Effective 7/28/2025: Texas Medicaid Preferred Drug List Updates
Date: 07/15/25
The Texas Health and Human Services Commission (HHSC) will publish the semi-annual update of the Preferred Drug List (PDL) on Monday, July 28, 2025. The update will be based on changes presented at the Vendor Drug Program (VDP) Drug Utilization Review (DUR) Board meetings in January 2025 and April 2025. Superior HealthPlan follows the Texas Medicaid Vendor Drug Formulary and the PDL.
The tables below summarize some of the anticipated noteworthy changes from the January 2025 and April 2025 DUR meetings.

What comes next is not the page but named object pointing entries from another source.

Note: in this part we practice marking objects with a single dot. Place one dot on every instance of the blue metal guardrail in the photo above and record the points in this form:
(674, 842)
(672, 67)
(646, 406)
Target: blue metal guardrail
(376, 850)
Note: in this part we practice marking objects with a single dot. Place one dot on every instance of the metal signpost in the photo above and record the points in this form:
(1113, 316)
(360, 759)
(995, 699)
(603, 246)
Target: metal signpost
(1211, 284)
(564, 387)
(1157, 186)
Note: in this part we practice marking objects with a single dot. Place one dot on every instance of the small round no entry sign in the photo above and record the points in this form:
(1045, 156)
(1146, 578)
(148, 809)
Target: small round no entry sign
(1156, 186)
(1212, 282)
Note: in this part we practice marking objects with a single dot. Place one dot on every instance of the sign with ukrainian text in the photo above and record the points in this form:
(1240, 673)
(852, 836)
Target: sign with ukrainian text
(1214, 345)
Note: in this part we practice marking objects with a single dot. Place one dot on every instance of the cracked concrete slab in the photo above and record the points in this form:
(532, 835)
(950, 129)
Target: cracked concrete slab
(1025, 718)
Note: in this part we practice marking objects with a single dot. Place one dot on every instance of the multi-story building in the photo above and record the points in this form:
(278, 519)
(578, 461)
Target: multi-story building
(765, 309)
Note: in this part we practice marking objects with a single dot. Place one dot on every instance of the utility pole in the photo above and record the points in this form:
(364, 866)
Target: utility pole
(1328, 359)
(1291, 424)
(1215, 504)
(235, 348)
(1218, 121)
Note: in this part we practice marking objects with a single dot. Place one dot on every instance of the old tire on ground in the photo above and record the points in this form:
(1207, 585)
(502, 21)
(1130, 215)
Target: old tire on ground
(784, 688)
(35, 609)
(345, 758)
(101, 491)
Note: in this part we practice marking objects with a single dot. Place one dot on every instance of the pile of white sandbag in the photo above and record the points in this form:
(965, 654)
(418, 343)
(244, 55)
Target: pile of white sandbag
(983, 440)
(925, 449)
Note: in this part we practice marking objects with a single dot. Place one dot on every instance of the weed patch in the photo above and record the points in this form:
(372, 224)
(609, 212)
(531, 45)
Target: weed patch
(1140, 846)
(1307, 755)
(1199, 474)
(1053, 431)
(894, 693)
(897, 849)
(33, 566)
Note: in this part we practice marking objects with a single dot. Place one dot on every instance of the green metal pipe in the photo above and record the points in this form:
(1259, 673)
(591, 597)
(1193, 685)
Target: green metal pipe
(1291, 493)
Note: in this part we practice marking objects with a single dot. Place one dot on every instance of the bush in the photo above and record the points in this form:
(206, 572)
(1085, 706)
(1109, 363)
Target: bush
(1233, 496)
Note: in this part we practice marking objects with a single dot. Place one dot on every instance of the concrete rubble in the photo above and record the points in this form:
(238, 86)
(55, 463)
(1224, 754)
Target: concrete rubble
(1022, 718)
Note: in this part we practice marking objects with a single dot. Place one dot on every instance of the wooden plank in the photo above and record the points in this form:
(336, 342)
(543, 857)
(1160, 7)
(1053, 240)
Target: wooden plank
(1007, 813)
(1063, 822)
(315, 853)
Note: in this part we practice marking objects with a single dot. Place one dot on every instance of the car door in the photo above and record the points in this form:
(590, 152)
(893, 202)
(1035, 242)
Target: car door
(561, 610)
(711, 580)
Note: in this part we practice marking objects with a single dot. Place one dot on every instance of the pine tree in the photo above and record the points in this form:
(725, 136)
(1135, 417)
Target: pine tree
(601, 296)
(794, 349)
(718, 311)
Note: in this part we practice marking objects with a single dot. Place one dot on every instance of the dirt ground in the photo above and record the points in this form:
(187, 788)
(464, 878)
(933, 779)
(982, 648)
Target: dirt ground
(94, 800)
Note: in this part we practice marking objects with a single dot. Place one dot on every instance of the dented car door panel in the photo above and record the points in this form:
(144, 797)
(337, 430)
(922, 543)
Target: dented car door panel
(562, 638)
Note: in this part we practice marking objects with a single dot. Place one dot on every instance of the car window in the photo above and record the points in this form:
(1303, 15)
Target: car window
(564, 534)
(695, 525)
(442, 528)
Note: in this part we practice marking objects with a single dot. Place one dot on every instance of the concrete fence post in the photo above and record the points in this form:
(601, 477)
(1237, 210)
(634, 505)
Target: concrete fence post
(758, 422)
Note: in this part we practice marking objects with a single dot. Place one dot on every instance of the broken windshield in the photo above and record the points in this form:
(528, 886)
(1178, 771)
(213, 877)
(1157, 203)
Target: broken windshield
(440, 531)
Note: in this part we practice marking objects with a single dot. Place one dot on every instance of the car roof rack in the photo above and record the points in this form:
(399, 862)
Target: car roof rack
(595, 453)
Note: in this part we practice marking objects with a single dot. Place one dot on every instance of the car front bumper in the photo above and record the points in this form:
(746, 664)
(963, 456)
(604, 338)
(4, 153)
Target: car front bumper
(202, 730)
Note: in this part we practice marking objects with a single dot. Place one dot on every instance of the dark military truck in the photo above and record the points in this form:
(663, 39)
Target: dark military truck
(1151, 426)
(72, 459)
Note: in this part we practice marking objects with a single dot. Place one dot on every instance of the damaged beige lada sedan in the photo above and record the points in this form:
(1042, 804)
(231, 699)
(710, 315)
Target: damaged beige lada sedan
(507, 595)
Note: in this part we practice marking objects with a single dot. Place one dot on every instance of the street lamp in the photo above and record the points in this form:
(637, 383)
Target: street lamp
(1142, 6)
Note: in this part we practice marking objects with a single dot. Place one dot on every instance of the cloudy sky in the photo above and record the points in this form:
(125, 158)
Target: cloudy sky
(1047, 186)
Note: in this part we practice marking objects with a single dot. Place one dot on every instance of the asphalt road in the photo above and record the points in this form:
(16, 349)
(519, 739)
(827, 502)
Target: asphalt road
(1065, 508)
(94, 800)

DRUG CLASS | DRUG NAME | CURRENT | STATUS CHANGE ON 7/28/2025 |
Acne Agents, topical | Epiduo forte gel w/pump | Preferred | Non-Preferred |
Acanya gel w/pump | Non-Preferred | Preferred | |
Atralin (topical) gel | Non-Preferred | Preferred | |
Cleocin T (topical) lotion | Non-Preferred | Preferred | |
Clindagel (topical) gel daily | Non-Preferred | Preferred | |
Clindamycin (topical) (AG) gel | Non-Preferred | Preferred | |
Analgesics, narcotics long (Oral)
| Oxycontin Tab ER 12H | Non-Preferred | Preferred |
Analgesics, narcotics short (Oral)
| Tramadol 25mg (oral) tablet | Not Rated | Non-Preferred |
Tramadol 75mg (oral) tablet | Not Rated | Non-Preferred | |
Antidepressants, Other (Oral) | Effexor XR Cap ER 24H | Non-Preferred | Preferred |
Zurzuvae (oral) cap | Non-Preferred | Preferred | |
Antimigraine Agents, other (Oral) | Qulipta tablet | Non-Preferred | Preferred |
Cytokine and CAM Antagonists (subcutaneous) | Cimzia 200mg/ml syr kit (SQ) | Not Rated | Non-Preferred |
Tremfya 200mg/2ml pen (SQ) | Not Rated | Non-Preferred | |
Skyrizi syr/pen injctr (SQ) | Non-Preferred | Preferred | |
Immunomodulators, Atopic Dermatitis (Topical) | Vtama (topical) cream | Not Rated | Non-Preferred |
Zoryve (topical) cream and foam | Non-Preferred | Preferred | |
Intranasal Rhinitis Agents (Nasal) | Dymista (Nasal) spray/pump | Non-Preferred | Preferred |
Omnaris (nasal) spray/pump | Non-Preferred | Preferred | |
Qnasal (nasal) HFA AER | Non-Preferred | Preferred | |
Neuropathic Pain (Oral) | Lyrica solution | Non-Preferred | Preferred |
Lyrica CR tablet ER | Non-Preferred | Preferred | |
Neurontin capsule/tablet | Non-Preferred | Preferred | |
Neurontin solution | Non-Preferred | Preferred | |
PAH Agents (Oral) | Sildenafil citrate susp recon | Non-Preferred | Preferred |
Proton Pump Inhibitors (Oral) | Dexilant capsule DR | Preferred | Non-Preferred |
Stimulants and Related Agents (Oral) | Dexedrine ER capsule | Non-Preferred | Preferred |
Ritalin LA (oral) CPBP | Non-Preferred | Preferred | |
Provigil tablet | Non-Preferred | Preferred | |
Oncology, (Oral) | Itovebi tablet | Not Rated | Preferred |
Voranigo tablet | Not Rated | Preferred |
Please note: The tables are not the complete list of changes. Please reference the Texas Medicaid PDL for a complete list of recommended medications or visit DUR Board webpage on the Texas Vendor Drug website for all decisions.